Starting from the very opening lines of Franz Ferdinand’s “Do You Want To?”, you could easily imagine the 2005 second album lead single as a classic Sparks song.
“When I woke up tonight, I said I’m…/Gonna make somebody love me!”
Consider songs from Spark’s 1983 opus In Outer Space — songs like “Popularity” and its similar glam/post-punk beats:
“I like you and you like me a lot/And it’s nice to be all alone with you too”
In hindsight, it’s little surprise that indefatigable Franz Ferdinand and the trailblazing Sparks also saw the synergies and combined forces to become the supergroup FFS (which of course is a shorthand for Franz Ferdinand Sparks… and not “for fuck’s sake” as some member of the audience called out on Monday night much to the amusement of singer Alex Kapranos).
FFS struck glam gold in a thunderous performance Monday night at the Lincoln Theatre in DC, charming an ecstatic audience who were clearly hyped to see the smooth blend of old school meets new school and the resulting theatrics.
And theatrics were the order of the day as Franz Ferdinand lead singer Alex traded off constantly with Sparks lead singer Russell Mael. Nowhere was this more effective and fun than with the FFS song “So Desu Ne,” from the self-titled FFS debut album released in June.
The humorous ode to a desirable lady who seemingly says only “So Desu Ne,” which can mean just about anything agreeable in Japanese apparently, although in a noncommittal way, compares the lady to a mountaineer, an ambulance, a pamphleteer.
Alex bounds upstage and downstage to the very catchy beat of the song while his Franz bandmates Nick McCarthy and Bob Hardy have taken over the synthesizer from the stoic Ron Mael, who stands immobile in the back until called upon to add more electronics to the mix in the latter half of the song.
Alex and Russell trade off lyrics and dance back and forth at one another with a flourish until they end the song behind Nick and Bob at the keyboards.
Watch FFS perform “So Desu Ne” at Glastonbury 2015 on June 28, 2015, via the BBC:
All six members of FFS look like they are having the time of their lives (except maybe Ron but we’ll get back to him in a minute). And their good spirits and spontaneity are infectious, spreading to the audience. In DC, our audience filled the first floor of the Lincoln solid, initially leaving the upper tier empty. But as the dancing got underway, some folks danced to the front of the stage and some sought more elbow room on the balcony level, where they too danced their hearts out.

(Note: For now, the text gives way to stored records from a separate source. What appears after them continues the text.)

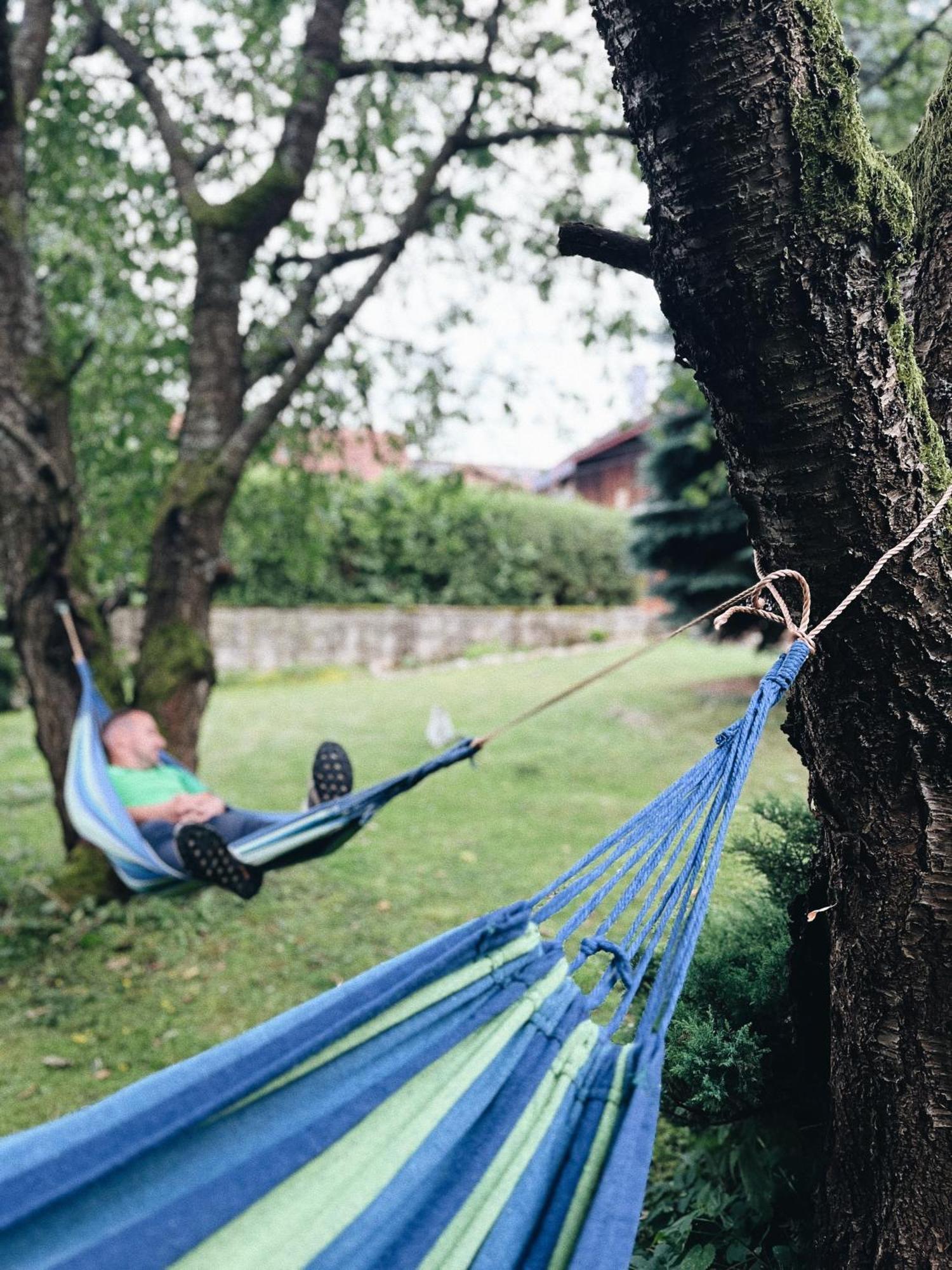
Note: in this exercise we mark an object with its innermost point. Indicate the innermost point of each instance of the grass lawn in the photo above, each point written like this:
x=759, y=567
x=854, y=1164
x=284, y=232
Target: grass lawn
x=121, y=993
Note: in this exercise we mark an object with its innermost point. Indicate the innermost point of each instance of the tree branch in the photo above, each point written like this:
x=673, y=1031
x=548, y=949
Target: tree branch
x=258, y=422
x=432, y=67
x=257, y=210
x=81, y=360
x=103, y=35
x=607, y=247
x=41, y=457
x=539, y=133
x=282, y=342
x=30, y=48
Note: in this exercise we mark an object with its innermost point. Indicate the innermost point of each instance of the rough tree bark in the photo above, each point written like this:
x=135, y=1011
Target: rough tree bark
x=41, y=558
x=781, y=247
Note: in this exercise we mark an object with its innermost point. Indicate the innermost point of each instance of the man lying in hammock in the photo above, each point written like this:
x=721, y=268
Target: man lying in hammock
x=185, y=824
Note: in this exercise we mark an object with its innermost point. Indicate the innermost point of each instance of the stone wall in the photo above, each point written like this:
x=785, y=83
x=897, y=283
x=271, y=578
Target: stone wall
x=383, y=637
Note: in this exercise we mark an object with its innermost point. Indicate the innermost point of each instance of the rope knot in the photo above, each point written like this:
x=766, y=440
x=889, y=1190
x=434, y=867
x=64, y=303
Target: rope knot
x=757, y=606
x=623, y=962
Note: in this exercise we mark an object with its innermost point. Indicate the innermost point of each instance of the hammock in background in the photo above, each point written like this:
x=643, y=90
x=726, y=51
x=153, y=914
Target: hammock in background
x=100, y=817
x=454, y=1108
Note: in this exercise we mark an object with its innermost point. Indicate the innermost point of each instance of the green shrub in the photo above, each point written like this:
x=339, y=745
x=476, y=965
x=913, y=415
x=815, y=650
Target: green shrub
x=736, y=1189
x=736, y=1197
x=295, y=538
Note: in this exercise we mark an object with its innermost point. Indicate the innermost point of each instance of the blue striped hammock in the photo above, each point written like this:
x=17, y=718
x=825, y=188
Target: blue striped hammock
x=458, y=1107
x=100, y=817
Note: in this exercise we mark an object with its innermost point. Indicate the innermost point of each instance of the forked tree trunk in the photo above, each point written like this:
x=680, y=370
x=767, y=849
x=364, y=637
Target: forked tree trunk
x=779, y=248
x=41, y=557
x=176, y=669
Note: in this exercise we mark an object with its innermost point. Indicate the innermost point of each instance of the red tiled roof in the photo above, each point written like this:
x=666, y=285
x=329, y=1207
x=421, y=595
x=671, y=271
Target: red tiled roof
x=602, y=445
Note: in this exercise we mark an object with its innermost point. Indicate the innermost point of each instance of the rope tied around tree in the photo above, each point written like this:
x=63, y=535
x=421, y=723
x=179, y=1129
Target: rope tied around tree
x=753, y=601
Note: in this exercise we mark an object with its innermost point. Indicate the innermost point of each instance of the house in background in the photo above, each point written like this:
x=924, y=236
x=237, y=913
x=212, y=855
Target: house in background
x=606, y=472
x=362, y=453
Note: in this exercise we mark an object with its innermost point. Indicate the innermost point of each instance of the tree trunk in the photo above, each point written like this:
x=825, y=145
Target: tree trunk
x=176, y=669
x=779, y=246
x=40, y=531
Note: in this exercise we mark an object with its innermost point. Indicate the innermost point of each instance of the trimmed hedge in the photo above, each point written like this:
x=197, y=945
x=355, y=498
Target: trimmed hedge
x=295, y=538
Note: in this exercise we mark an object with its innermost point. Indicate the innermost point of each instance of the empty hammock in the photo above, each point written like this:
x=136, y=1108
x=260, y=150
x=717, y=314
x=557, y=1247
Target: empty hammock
x=100, y=817
x=458, y=1107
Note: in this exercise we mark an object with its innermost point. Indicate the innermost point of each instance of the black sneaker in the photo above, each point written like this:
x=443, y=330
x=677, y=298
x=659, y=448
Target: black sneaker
x=332, y=775
x=206, y=857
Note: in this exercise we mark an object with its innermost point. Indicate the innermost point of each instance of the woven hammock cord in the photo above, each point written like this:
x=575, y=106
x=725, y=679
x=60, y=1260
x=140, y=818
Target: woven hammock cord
x=736, y=605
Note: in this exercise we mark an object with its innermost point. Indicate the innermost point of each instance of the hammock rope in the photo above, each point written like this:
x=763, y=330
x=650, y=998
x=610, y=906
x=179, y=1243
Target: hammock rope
x=456, y=1108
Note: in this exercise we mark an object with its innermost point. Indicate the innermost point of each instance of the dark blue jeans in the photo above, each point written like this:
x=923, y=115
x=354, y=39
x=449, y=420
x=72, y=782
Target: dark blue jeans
x=234, y=824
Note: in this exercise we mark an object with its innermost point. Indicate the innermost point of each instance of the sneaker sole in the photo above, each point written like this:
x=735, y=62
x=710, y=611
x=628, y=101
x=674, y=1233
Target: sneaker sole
x=208, y=858
x=332, y=775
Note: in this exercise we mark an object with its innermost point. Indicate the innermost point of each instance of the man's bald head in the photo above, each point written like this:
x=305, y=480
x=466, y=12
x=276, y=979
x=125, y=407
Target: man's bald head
x=133, y=740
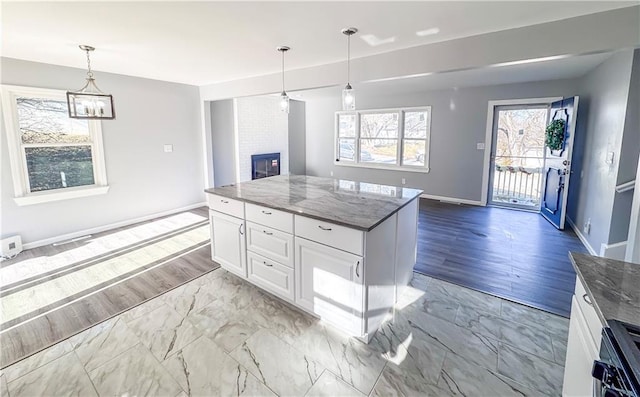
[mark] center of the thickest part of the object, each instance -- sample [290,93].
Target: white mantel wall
[260,128]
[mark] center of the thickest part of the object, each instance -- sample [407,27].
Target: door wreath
[554,138]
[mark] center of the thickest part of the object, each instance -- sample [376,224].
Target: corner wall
[143,179]
[601,119]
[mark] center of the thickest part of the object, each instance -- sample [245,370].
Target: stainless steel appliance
[617,373]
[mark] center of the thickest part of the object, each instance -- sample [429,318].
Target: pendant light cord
[89,72]
[348,59]
[282,71]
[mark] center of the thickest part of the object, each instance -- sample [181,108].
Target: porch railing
[517,185]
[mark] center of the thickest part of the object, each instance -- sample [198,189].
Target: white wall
[261,128]
[459,120]
[601,118]
[143,179]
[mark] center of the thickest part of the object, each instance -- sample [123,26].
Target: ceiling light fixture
[348,97]
[89,102]
[284,98]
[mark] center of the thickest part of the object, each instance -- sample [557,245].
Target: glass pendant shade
[348,98]
[284,102]
[89,102]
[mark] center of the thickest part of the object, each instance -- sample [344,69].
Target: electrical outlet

FFS actually kicked off the set with their own lead single “Johnny Delusional” before moving into more FFS songs, taking a break for a cover of the aforementioned “Do You Want To” (but is it truly a cover when all of the original band members are involved?), moving through “So Desu Ne” and “covering” Spark’s triumphant “Number One Song in Heaven,” hailing from Sparks’ peak synth period and peak cultural penetration.
When the combined act pulls songs from one band’s catalog, they make the good, great, and the great, deliriously great.
The uber-talented Ron Mael shows off his synth chops (in one of many occasions) as soon as “Number One Song” starts up and Alex and Russell’s new duet on the song give it a tremendous surge of power. Drummer Paul Thomson adds some warm acoustic drums to the proceedings (after ably demonstrating his electronic drum skills on “So Desu Ne”).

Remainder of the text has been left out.